My recent work on protest has rekindled latent interest in bicyclerepairman - my (aging) python refactoring toolkit project. BRM has a number of useful facilities for parsing and querying python source trees, and I think this functionality is just the sort of thing Protest needs for inter-package dependency tracking.

The problem is that these facilities are heavily tangled into the bicyclerepairman codebase and are proving tricky to prise out. The main reason for this is state and singletons.
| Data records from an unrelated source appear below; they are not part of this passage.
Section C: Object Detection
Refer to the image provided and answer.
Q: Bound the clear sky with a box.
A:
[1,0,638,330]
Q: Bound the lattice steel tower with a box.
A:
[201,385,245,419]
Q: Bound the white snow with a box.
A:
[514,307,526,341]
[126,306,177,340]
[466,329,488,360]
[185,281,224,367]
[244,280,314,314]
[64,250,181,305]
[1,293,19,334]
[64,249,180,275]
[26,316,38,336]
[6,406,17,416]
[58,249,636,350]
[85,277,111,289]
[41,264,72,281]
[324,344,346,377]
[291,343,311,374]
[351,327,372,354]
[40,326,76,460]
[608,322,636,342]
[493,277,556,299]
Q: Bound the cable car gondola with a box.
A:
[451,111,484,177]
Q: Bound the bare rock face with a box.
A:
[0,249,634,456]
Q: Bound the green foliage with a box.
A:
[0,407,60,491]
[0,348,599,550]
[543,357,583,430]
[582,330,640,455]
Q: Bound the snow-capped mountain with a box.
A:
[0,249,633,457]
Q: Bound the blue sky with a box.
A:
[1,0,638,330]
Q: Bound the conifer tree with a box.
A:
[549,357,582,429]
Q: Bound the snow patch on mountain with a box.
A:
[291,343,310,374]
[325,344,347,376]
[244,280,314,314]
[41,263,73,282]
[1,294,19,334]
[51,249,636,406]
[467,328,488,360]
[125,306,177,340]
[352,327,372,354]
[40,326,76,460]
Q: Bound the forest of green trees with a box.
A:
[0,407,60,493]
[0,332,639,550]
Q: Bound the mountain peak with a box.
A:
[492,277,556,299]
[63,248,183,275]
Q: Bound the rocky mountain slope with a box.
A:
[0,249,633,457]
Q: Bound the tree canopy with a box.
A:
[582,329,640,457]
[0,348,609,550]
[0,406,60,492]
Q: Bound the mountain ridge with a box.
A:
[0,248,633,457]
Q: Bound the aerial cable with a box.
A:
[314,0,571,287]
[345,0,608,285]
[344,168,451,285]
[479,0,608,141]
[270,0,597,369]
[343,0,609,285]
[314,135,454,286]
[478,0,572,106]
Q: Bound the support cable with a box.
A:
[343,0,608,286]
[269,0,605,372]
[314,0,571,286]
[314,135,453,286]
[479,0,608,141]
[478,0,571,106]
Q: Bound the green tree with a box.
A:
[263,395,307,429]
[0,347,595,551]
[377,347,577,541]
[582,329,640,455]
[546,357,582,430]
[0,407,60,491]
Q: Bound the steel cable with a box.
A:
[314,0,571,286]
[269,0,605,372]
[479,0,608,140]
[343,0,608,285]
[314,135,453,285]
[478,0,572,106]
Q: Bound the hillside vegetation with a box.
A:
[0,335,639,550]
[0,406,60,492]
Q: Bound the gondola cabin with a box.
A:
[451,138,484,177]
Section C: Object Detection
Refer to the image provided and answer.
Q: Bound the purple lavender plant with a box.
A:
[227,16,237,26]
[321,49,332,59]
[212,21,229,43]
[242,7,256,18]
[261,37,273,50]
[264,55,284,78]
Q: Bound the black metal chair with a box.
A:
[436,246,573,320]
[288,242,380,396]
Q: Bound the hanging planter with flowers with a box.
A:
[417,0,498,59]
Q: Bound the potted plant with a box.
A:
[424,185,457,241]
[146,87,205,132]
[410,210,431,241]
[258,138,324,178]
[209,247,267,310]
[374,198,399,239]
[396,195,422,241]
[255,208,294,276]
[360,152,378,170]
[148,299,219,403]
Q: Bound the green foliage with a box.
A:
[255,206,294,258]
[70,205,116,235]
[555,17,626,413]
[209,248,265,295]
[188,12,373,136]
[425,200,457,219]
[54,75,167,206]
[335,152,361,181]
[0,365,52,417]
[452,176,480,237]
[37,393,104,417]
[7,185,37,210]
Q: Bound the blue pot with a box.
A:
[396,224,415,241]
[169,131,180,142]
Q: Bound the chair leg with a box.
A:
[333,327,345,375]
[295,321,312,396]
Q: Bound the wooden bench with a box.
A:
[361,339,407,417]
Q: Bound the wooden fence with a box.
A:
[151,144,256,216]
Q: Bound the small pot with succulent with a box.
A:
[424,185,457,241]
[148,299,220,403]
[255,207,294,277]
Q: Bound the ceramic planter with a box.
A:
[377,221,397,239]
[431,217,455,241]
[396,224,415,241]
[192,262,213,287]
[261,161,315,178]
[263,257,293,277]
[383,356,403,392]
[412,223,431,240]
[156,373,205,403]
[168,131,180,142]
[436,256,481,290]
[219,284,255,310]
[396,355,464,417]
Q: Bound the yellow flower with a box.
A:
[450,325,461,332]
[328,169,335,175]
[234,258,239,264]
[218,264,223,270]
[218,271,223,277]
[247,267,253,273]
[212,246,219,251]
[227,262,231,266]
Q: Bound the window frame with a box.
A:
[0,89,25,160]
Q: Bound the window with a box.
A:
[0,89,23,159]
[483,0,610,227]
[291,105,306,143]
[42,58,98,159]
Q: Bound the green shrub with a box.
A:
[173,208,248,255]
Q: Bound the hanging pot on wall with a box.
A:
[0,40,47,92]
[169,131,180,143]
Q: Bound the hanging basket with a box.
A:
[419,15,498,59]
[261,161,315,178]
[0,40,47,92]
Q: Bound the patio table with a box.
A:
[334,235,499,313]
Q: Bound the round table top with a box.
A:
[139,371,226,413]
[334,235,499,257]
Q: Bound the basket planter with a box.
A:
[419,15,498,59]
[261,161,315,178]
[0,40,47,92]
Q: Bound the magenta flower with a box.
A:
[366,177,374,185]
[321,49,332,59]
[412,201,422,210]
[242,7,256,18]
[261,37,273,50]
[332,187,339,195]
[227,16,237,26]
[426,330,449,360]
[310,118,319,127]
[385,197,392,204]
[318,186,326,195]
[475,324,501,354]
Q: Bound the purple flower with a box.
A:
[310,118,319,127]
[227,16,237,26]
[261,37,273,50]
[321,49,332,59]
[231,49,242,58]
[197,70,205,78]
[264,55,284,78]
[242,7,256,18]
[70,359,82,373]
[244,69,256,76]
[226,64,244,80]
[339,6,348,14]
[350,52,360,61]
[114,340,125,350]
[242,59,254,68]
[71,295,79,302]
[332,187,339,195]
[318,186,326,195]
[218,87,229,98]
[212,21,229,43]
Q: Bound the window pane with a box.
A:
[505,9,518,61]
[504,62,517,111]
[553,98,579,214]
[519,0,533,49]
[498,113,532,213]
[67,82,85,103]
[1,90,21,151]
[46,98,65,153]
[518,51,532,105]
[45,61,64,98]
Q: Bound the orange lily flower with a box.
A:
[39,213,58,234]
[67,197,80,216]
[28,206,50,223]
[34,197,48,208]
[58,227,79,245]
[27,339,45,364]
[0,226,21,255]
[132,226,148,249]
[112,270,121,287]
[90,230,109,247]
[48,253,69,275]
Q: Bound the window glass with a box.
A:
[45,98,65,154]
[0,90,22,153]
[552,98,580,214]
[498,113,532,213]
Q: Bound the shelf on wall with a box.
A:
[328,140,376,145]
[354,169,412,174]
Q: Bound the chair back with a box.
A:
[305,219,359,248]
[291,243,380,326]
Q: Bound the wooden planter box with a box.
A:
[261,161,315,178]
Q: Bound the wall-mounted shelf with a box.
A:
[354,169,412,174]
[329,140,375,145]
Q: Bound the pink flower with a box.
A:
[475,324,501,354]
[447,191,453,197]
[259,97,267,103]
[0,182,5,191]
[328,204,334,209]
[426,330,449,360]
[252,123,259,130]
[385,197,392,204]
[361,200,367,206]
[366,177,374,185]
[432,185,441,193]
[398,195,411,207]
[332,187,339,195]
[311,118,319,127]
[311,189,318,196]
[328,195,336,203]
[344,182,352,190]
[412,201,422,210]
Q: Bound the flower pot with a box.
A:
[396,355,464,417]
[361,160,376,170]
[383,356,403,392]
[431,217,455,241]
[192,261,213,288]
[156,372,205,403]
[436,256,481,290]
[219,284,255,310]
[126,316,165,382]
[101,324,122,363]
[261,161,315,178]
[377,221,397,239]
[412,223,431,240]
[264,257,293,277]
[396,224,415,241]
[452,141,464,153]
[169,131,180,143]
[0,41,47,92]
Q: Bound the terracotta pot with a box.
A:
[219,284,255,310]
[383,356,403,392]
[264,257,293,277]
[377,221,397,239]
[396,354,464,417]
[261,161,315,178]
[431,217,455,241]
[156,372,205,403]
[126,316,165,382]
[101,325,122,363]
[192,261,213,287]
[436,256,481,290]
In the early days BRM worked by constructing a big up-front abstract syntax tree model of the code from which to do its code traversal and manipulations. This central tree was maintained by BRM throughout the refactoring/development session. The 'big-AST' design was informed at the time by the then state-of-the-art refactoring toolkits from the Smalltalk and Java worlds, but the approach turned out to be a dead end: Python is too dynamic to be able to do this sort of up-front code inspection accurately. And building the AST was slooooowww...

Later I migrated the design to a completely different approach which involved dynamically inspecting the code base. This design didn't physically require a big stateful tree to be maintained, but the legacy of long-term state left its hooks in the design well past its sell-by-date. Migrating the design over a period of time meant leaving the illusion of a central AST (so that the old code still worked), but now generated dynamically on the fly in a 'lazy' fashion. Unfortunately this notion of centralized structure still provided implicit hooks for hidden global state (like a common 'pythonpath').

As an aside: I always find it interesting when I come back to code I've written a few years proviously - if you'd asked me to list the things I'd learnt about programming between then and now I probably wouldn't have be able to come up with anything tangible, but looking at this I can easily spot old habits and subsequent hard learnt lessons. These days I have a strong urge to break things into small chunks, and that generally means minimising state wherever possible. I think this is informed by my coding at work where I sit in an infrastructure team where everybody has their own different programming skills and favourite languages. I write my stuff mostly in Python, whereas other team members prefer Ruby, PHP and Perl and occasionally Java. I think having a successful team with diverse language skills without stifling productivity means that one must minimise the amount of maintenance time spent on any component - essentially building applications to be replaced rather than maintained. Thus all our stuff comes in small packages; big web applications and workflows end up being lots of smaller components knitted together with HTTP, RSS and databases.

Anyway, back to the main picture: I spent a few hours yesterday refactoring the central state out of bicyclerepairman. I've been off work recently with food poisoning and was feeling pretty weak so a hot cup of tea and a braindead refactoring session sounded like a palateable idea. Actually it turned out to be a game of wits lasting many hours. Teasing out the global state, propping up the old algorithms with stubs and hacks, removing them one by one.

Going through this exercise reminded me of a couple of things: 1) Unittests are the only way you can do this sort of thing productively. To go fast you need to make big educated bets about how things work and then be cavilier about changing and simplifying them: A unittest framework tells you when you're wrong, and sooner rather than later.

2) It reminded me why emacs is the king of editors. I've been doubting this a bit recently, but I think this would have taken twice as long without emacs' powerful keyboard macro support. Somebody ought to do an emacs screencast.

Anyway, the code is now clean. Although the external API is the same, internally BRM is a loosly coupled lean machine ripe for further beautification and cleanup. It should be trivial now to use the BRM query and parsing functionality within the protest project. In return, I hope protest will repay bicyclerepairman in the form of testable documentation and a new lease of life.

The moral of the story: I'm now more convinced than ever that singletons and 'central' state are the root of all programming evil. The last 15 years in IT has demonstrated numerous general trends where moving from the central to the decentralized as created a network effect of value - I'm not sure code is any different.